Every time German cars are mentioned, an image of luxury and quality brands is most often conjured up. It’s something to do with a culture based on quality engineering established long ago in the country.
While every German model has some spicy backstory, Audi tops it all. For example, did you know the automaker was named by a child? No?
Well, here’s how the story goes.
August Horch Banned from Using his Own Name
In 1904, August Horch, the founder of Audi, created Horch & Cie. Motorwagen Werke AG, but it didn’t last long as Horch was driven out of his own company by the board.
This was after troubles between Horch and the chief financial officer started.
But Horch was unfazed. He created August Horch Automobilwerke GmbH, which you’ll notice has almost a similar name to the first company.
Horch & Cie. Motowagenwerke AG sued for trademark infringement, and they won, which forced Horch to go back to the drawing board and come up with a unique name.
Horch and Audi merged with Zschopauer Motorenwerke in 1932.
A Child Comes Up with the Name Audi
August Horch was having a hard time coming up with a unique name for his new auto company. Remember that he couldn’t use his name as a trading name as he was barred from doing so.

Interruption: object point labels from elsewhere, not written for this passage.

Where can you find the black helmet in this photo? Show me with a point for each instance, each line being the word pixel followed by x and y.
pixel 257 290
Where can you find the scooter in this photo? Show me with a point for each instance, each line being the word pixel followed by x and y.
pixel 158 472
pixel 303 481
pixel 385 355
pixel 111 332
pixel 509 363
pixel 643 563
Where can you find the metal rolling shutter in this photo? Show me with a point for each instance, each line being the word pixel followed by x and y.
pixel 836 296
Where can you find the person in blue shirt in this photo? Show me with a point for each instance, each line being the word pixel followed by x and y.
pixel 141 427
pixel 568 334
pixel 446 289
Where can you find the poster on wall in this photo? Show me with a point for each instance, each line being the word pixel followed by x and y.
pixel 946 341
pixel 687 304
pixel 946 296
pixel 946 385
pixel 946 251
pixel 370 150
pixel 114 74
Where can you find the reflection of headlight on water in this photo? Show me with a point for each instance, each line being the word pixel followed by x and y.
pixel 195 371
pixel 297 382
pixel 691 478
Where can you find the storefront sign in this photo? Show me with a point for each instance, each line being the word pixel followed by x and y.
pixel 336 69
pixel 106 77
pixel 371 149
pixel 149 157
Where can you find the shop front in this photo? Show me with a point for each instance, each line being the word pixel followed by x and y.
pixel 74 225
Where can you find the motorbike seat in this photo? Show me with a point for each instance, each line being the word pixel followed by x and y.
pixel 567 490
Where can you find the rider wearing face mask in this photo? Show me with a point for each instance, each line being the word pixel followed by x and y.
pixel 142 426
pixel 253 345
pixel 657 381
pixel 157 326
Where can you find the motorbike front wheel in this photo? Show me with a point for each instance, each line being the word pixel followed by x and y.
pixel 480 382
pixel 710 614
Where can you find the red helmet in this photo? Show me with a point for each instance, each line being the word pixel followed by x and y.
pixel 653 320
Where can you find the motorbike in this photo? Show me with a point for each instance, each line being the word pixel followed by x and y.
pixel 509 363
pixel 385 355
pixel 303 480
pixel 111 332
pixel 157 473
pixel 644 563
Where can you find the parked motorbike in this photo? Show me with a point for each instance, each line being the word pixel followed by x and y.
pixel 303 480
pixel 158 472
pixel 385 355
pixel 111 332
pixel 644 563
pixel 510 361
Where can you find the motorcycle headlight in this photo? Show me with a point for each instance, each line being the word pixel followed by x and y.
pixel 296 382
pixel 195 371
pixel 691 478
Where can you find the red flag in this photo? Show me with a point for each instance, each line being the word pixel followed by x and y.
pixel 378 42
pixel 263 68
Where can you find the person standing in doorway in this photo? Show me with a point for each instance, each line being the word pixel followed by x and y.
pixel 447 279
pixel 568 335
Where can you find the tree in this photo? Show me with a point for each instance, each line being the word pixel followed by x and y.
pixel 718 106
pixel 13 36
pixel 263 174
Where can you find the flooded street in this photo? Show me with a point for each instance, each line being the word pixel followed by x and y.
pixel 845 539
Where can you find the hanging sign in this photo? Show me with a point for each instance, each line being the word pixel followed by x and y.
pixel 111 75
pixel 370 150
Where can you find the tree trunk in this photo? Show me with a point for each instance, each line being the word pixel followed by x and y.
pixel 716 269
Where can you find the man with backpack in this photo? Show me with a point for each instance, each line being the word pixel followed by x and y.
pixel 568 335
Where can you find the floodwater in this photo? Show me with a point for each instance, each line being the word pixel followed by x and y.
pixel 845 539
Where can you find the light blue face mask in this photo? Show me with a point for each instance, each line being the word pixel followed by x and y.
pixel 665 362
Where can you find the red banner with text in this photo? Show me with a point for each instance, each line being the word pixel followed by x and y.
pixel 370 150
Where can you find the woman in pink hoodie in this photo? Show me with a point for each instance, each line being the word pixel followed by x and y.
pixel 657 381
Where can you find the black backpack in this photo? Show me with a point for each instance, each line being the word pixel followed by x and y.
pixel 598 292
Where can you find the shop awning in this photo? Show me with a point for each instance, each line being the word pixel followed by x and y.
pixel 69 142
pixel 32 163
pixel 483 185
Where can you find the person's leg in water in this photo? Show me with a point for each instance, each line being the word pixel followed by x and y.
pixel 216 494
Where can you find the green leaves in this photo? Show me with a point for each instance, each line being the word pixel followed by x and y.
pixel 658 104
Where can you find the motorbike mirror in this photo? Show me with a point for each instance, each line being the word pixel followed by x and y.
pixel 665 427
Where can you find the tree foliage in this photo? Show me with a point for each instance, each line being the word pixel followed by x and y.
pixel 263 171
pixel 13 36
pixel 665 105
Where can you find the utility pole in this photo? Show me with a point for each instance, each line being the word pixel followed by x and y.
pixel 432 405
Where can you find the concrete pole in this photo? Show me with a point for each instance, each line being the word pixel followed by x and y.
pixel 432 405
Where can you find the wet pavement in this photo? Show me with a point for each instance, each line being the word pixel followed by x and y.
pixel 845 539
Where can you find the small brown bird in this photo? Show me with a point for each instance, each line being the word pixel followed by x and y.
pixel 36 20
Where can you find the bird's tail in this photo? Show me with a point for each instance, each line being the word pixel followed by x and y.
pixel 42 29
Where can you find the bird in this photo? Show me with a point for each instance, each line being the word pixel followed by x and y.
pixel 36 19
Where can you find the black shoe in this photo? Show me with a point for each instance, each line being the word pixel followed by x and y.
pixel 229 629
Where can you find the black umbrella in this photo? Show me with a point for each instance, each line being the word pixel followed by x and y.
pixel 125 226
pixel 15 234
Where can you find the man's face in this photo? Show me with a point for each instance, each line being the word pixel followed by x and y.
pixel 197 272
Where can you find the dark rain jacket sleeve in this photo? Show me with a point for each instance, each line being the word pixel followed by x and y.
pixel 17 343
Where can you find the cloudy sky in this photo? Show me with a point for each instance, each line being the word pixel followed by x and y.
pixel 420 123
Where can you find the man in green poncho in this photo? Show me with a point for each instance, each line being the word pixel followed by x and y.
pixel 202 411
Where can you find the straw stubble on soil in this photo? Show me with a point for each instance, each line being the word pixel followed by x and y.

So while Horch and his good friends Paul and Franz Fikentscher were discussing possible names, Franz’s son happened to overhear and wanted to offer a suggestion. He couldn’t do so because he was shy.
Later, the boy would confide in his father that Audi was a great name. He argued that it meant ‘hear’ in Italian, similar to what the name Horch means in German. It was ingenious. Horch could finally use his name without going against the ban, and the name Audi stuck. The name is now an icon in the automotive industry.